Anson came over to her, shook his head briefly and gestured her to the side, away from prying ears. ‘She’s not fucking here.’ She could see fear in his eyes. ‘We’re going be stuck here for a while dealing with this lot. If we find anything out, I’ll let you know, but I doubt anyone’s going to talk. They never do. What’s happened to her?’
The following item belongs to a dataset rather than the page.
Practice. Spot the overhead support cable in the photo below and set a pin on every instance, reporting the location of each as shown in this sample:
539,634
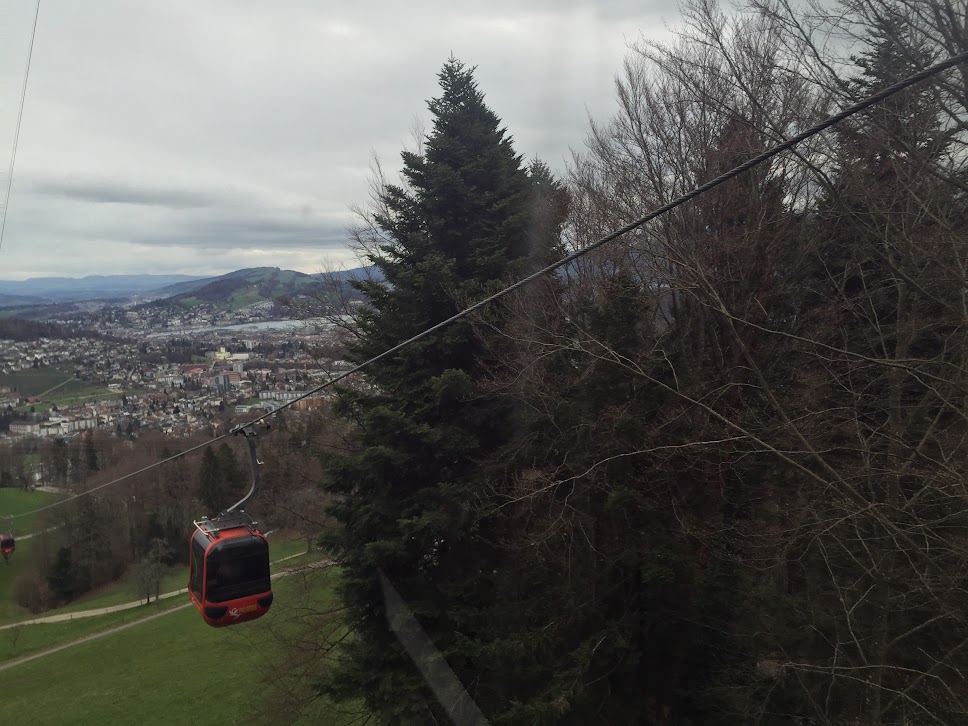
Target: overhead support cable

‘I don’t know, but we’ll find her.’ Loxton prayed Sarah had left the warehouse when she couldn’t make contact, that she was safe and about to call Anson. She imagined Sarah giving her merry hell later for cutting the operation short and embarrassing her in front of her team, but Loxton knew that was just a fantasy. Something was really wrong.

She glanced out of the large grimy window and across the sprawling concrete industrial estate. Emma was dead and now Sarah was officially missing. Taken while in the middle of a surveillance operation, right under the noses of her colleagues. These guys were meant to be the best. She should have been safe.

Loxton closed her eyes. Sarah was out there somewhere, and she was in trouble. Loxton had to find her before something terrible happened to her too. This was Barratt’s work; she knew he was somehow behind this. He was coming good on his promise of exacting revenge on the women who had put him away.

It felt like she was the one being hunted now, and she didn’t know how to make it stop.